几乎每天都有经过救治的伤员从航母上运回国内,也有新的伤员运输到航母上。我和欧阳晓晴见面的机会也少了,每次见面,我总想对她讲出我梦境中的所见,但每次总是到了嘴边又咽回肚子里去,这种无厘头的梦怎么好跟人家说呢?与其说是无厘头,不如说是有点魔幻色彩的,在伤重昏迷的日子里,不!不是昏迷!我似乎或者说是肯定一直死着,要不,我怎么感觉不到自己的心跳和呼吸呢?唯一记得十分清晰的梦境就是一片蓝色的纯净的光,像水一样荡漾在四周将我包围,在蓝光之内的除了我,还有一个人,大概是个少女吧,或者是个男子在朝我微笑;在这片流动的蓝光之外,是无边无际的黑暗和令人窒息的寒冷,。这个梦境总是在反复出现,成为那段时间我确认自己仍然存在在这个世界上的证据。

我慢慢地在病房内走动——现在,我已经可以下床走路了。走动一段时间后,我随手抓起一本杂志坐在床上准备翻看。就在我低头看书的时候,忽然发现四周一片蓝色,没错,那片谜一样的蓝光又来了。我放下书,发现整间病房弥漫着温和的透明的蓝色!床铺、被单、椅子、抽屉、墙壁甚至连我自己都带上了一片蓝色,天花板和地面呈现出水波荡漾的光影,仿佛整个房间里充满着蓝色的液体,这种光流体还缓缓地进入我的身体内,它不冷不热,和我的体温刚好一致,光线柔和,非常舒服却给人以力量。又是梦吗?可是我却能够真实地感受到它的存在。这是给予我活力帮助我康复的生命之光吗?是的,我相信是的,我能够违背医学常理,以如此惊人的速度康复就是铁证!

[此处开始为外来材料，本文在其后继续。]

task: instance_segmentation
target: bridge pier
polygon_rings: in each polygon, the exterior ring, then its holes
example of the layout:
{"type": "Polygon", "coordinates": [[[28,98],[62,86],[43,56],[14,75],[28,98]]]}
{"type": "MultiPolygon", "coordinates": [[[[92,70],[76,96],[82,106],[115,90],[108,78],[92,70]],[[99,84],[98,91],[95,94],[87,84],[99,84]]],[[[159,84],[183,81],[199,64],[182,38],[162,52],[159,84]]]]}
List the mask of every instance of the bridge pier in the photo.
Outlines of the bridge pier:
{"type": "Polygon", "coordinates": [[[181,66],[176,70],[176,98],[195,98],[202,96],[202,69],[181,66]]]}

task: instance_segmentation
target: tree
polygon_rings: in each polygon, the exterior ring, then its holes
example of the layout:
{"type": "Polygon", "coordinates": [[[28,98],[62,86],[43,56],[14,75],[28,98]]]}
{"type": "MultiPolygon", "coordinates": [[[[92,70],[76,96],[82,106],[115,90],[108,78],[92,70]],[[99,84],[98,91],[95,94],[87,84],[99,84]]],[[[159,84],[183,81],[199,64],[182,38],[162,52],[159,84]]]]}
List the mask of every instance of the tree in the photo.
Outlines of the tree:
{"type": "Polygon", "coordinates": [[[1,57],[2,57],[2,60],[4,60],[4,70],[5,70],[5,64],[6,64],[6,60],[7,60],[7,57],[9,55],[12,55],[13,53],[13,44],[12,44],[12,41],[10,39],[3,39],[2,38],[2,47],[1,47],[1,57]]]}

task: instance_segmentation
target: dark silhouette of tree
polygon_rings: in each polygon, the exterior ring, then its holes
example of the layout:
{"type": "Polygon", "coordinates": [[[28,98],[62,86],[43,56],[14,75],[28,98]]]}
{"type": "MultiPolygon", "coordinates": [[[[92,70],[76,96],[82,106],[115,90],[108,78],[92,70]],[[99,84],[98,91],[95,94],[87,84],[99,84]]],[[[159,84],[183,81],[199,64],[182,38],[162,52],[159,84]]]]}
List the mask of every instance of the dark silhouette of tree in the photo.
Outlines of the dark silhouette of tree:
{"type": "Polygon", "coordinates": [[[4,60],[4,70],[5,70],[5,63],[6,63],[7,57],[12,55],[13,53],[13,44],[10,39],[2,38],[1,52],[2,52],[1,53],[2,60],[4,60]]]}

“陈文武中士,你该起床了。”一个医疗官叫醒我道,哦,原来真的是在做梦啊!“你现在基本上康复了,是真的康复了,”他强调说:“既然这样,你就应该多活动活动,多进行恢复训练,以便可以更快地恢复到以前的身体水平。”他是不建议整天睡大觉而不做康复训练的。我对他点点头,并且向他说出了梦境中的那片蓝光。这位拥有心理医师资格的医疗官,又仔细地问过我一些其他问题,“没有关系,”他很肯定地告诉我:“你所说的这片蓝光,其实就是你受伤那天在法雷半岛的小河边,透过废墟的墙壁缝隙所看到的蓝天。因为你接二连三看到战友的牺牲,又联想到自己可能到来的死亡,所以你所看到的那片蓝天就被你赋予了重大的意义,成为你生命的依靠或者寄托。你曾经掉落到小河里,你或许有从水下看到上方被你作为生存寄托的蓝天,因此,在你的梦境中,给你留下深刻印象或者说很大刺激的这些东西,就会出现并且抽象成发着蓝光的流动液体。这是我的解释,如果不满意,”他笑着说:“可以去问那位经常来照顾你的护士小妹。”“什么呀!你也会来这套?”我也笑着说。医疗官笑着摇摇头:“不,我这也是帮你减压。从你的描述和对话中,我发现这个梦其实没有给你什么不舒服的感觉,现在揭开谜底这就没事了嘛。如果你还有什么其他的东西,不要藏在心里面,说出来我给你疏导。”我看着这个四十出头的医疗官点点头,对他说谢谢。

在这个医疗官系统的康复指导下,我的身体渐渐地恢复到受伤前的状态。10月20日,也就是战争整整进行了6个月的日子里,医疗官陪同我向航母上的军区作战室递交了书面报告。“好,没事,你可以回去休息了。”在简单地问过我几个问题后,一个中尉示意我谈话结束。当我走出房门,医疗官便提议陪我去航母上的“秃鹫走廊”上走走,我欣然答应——所谓“秃鹫走廊”,指的就是航母甲板上四层上的一小段开放的公共平台,无论是谁,只要没有勤务在身,不经申请都可以来到这里,听风观海、充分放松。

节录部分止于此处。